# Scikit-learn Tutorial
Author: Lauren Gliane

In this tutorial, we'll go over the following topics to build our own classification model:
1. Introduction
2. Install
3. Datasets
4. Data Preprocessing
5. Choosing a Model
6. Training the Model
7. Making Predictions
8. Save/Load Models
9. Evaluate the Model

## 1. Get to know SK-learn
### What is Scikit-learn?
Scikit-learn (AKA sk-learn) is written in Python, an open source project, and is **one of the most used ML libraries today**. Sk-learn is built on top of Numpy, SciPy, and Matplotlib, and contains tons of algorithms ready to use to train, evaluate, and save models straight out of the box!
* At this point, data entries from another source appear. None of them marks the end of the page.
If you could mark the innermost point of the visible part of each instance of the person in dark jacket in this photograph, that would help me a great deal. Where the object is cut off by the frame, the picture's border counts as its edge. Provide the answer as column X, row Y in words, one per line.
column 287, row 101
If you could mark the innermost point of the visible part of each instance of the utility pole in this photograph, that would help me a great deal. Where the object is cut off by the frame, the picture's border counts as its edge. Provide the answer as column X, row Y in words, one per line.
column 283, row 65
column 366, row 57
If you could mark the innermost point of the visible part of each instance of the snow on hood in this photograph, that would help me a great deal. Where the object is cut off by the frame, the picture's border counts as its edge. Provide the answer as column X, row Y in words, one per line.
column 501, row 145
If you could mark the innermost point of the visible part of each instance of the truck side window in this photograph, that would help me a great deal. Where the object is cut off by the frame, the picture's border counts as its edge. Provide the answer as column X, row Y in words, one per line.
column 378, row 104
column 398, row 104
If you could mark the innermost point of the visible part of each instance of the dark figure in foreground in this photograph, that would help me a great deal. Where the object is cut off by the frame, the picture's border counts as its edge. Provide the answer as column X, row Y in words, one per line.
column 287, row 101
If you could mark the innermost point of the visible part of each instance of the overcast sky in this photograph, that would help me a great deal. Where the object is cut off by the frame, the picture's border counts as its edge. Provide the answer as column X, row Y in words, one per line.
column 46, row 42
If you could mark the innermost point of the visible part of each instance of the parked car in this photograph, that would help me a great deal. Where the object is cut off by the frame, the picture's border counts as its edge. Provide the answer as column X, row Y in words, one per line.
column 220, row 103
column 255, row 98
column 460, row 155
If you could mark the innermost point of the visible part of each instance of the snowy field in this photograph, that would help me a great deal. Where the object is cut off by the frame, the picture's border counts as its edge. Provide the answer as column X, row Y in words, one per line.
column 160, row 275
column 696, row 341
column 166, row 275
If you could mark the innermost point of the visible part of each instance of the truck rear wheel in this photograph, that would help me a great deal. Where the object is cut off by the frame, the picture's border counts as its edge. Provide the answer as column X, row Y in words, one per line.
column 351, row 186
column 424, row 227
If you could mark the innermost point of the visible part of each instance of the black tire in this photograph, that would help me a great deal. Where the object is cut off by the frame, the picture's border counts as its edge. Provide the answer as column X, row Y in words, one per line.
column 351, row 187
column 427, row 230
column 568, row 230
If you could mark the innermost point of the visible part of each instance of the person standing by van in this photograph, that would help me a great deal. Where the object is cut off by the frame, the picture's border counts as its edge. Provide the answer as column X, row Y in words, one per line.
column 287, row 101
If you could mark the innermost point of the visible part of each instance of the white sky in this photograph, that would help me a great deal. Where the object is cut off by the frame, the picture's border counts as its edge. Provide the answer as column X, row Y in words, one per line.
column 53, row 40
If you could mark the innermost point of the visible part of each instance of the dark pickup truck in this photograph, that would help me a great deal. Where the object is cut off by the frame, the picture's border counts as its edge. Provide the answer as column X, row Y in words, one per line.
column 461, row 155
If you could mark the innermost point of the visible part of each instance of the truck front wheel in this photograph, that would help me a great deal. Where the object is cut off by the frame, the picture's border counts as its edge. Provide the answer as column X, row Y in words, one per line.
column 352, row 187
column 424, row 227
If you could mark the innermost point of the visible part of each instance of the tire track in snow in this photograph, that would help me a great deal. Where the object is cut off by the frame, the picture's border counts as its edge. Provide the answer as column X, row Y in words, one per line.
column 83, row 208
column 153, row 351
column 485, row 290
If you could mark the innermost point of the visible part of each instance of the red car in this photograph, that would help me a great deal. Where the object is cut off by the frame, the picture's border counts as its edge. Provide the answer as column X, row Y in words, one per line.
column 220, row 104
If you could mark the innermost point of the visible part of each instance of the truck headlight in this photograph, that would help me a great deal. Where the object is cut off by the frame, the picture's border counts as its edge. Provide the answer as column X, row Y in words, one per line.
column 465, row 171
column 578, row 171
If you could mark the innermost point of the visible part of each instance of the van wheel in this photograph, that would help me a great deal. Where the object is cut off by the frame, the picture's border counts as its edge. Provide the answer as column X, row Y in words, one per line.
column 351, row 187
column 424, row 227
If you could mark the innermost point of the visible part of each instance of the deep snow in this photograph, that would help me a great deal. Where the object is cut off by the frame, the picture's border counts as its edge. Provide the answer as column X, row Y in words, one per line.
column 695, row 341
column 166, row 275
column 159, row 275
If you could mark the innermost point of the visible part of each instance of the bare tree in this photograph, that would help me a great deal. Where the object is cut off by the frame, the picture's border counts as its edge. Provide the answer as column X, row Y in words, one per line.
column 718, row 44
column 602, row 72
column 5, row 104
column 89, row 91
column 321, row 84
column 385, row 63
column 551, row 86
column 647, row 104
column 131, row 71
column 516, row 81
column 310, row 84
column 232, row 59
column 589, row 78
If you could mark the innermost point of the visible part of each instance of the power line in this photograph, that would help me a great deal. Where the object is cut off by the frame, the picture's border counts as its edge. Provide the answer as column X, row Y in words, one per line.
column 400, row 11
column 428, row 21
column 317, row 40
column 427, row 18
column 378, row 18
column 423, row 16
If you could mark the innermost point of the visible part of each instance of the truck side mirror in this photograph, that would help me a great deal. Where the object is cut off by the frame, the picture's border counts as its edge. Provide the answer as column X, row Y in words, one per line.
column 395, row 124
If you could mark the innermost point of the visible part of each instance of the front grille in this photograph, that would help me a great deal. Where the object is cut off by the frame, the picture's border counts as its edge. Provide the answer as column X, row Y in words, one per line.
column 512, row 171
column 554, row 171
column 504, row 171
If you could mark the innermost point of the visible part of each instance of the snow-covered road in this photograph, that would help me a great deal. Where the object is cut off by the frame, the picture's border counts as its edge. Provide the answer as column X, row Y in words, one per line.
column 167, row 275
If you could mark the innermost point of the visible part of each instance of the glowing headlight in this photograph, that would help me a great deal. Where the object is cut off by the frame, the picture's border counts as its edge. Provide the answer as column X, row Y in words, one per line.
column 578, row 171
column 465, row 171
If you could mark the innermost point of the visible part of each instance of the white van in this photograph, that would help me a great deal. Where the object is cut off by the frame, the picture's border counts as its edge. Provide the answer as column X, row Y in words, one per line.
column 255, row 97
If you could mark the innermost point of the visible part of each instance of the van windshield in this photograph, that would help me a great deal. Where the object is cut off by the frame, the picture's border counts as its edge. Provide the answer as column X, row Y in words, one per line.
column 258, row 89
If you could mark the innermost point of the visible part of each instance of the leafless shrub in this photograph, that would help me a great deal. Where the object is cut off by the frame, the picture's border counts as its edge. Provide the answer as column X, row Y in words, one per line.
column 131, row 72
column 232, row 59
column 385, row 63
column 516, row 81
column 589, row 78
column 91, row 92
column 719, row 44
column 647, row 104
### Why learn Scikit-learn?
With sk-learn, we don’t need to implement complex algorithms built on a backbone of linear algebra and statistics. By using sk-learn’s ML algorithms and neural networks, we can build models faster while getting familiar with industry-standard tools.

## 2. Install
To use sk-learn, we'll need **scipy**, **numpy**, and **sklearn**. To install these, run `pip install scipy numpy scikit-learn` in your terminal.
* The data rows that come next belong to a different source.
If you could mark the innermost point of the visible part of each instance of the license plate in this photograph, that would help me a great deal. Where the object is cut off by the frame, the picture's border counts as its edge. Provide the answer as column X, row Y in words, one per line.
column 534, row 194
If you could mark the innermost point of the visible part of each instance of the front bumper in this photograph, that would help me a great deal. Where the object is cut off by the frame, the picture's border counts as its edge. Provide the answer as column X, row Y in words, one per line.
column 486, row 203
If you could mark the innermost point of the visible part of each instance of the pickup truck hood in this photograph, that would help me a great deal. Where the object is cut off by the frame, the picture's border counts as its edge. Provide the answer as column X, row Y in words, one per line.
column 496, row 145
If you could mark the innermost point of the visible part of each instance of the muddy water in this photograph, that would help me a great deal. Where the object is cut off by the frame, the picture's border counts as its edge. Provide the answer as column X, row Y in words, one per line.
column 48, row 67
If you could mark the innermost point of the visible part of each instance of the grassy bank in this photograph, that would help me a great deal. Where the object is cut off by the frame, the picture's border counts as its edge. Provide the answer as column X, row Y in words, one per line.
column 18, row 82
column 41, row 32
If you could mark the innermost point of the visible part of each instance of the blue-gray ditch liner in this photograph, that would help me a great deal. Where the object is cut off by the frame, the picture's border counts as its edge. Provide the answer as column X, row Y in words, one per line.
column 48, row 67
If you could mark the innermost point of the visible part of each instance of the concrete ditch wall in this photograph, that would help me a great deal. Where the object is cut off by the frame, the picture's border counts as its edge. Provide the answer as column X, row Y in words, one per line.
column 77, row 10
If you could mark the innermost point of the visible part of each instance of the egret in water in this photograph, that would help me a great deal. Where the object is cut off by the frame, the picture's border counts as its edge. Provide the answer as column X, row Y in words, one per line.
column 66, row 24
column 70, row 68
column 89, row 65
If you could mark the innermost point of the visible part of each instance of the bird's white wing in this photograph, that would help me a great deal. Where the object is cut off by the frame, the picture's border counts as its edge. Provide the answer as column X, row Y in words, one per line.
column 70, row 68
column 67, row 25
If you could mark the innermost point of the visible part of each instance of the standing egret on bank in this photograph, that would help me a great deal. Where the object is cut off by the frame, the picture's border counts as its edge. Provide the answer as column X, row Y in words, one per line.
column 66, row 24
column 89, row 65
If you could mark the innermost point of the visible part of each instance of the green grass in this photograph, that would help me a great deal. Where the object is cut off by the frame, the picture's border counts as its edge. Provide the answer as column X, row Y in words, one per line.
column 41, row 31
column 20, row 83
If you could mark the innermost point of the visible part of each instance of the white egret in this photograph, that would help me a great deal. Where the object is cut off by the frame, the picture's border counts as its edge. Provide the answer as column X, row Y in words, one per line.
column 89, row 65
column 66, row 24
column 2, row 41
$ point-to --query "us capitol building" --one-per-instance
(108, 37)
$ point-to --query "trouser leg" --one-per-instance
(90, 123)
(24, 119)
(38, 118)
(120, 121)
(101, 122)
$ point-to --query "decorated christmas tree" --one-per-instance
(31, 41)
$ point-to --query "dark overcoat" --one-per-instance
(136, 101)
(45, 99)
You can confirm sk-learn was installed correctly by importing something from the package.

In [None]:
from sklearn.tree import DecisionTreeClassifier

## 3. Datasets
When doing machine learning, we need data to train and evaluate our models, because without data, we can't learn patterns, validate performance, or generalize to unseen examples.

Scikit-learn provides tools to do that via built-in datasets, dataset loading utilities, and data preprocessing functions (like [train_test_split](https://sklearn.org/stable/modules/generated/sklearn.model_selection.train_test_split.html?utm_source=chatgpt.com)).

### Features and Labels
In machine learning, we use data to train models to make predictions or decisions. This data is typically structured into two main parts:
1. **Features (Input)**
- Features are the input variables (also called independent variables) that the model uses to learn.
- Think of them as the measurable properties or characteristics representing what causes or correlates to your output
- Features are real numbers or are non-numeric and have been transformed into a numerical representation

    **Example:** In a house price prediction dataset, features might include the number of bedrooms, square footage, and location.

2. **Labels (Output)**
- The label is the target variable (also called the dependent variable). Labels are what you want the model to predict.
- Think of it as the correct answer for each example in the dataset.
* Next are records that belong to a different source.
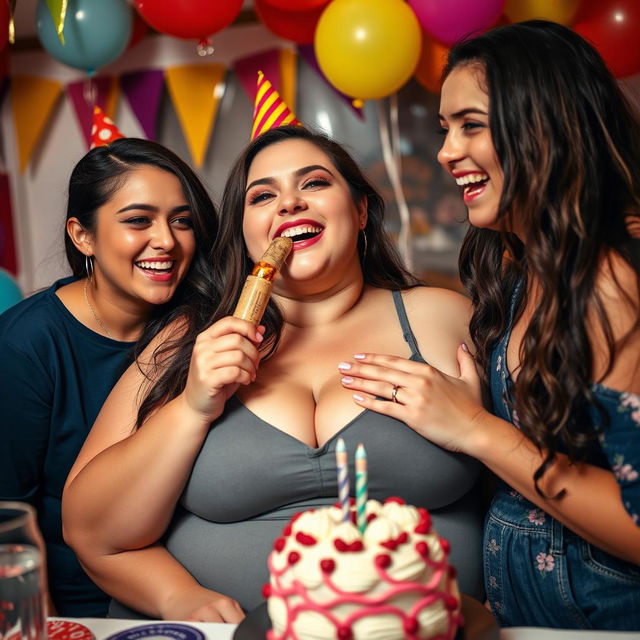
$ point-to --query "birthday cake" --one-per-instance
(393, 580)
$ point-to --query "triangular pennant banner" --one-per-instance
(247, 70)
(307, 52)
(32, 100)
(288, 76)
(195, 91)
(8, 254)
(144, 91)
(86, 94)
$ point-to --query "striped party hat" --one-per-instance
(270, 110)
(103, 130)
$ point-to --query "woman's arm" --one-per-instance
(448, 411)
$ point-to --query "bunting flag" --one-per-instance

    **Example:** For house prices, the label is the actual price of the house.

### Step 1: Pick a Dataset
Scikit-learn comes with several built-in toy datasets that are great for learning and experimenting. These datasets are small, well-structured, and easy to load making them perfect for learning.

Look through the following [toy datasets](https://scikit-learn.org/stable/datasets/toy_dataset.html) and select one that interests you for this tutorial!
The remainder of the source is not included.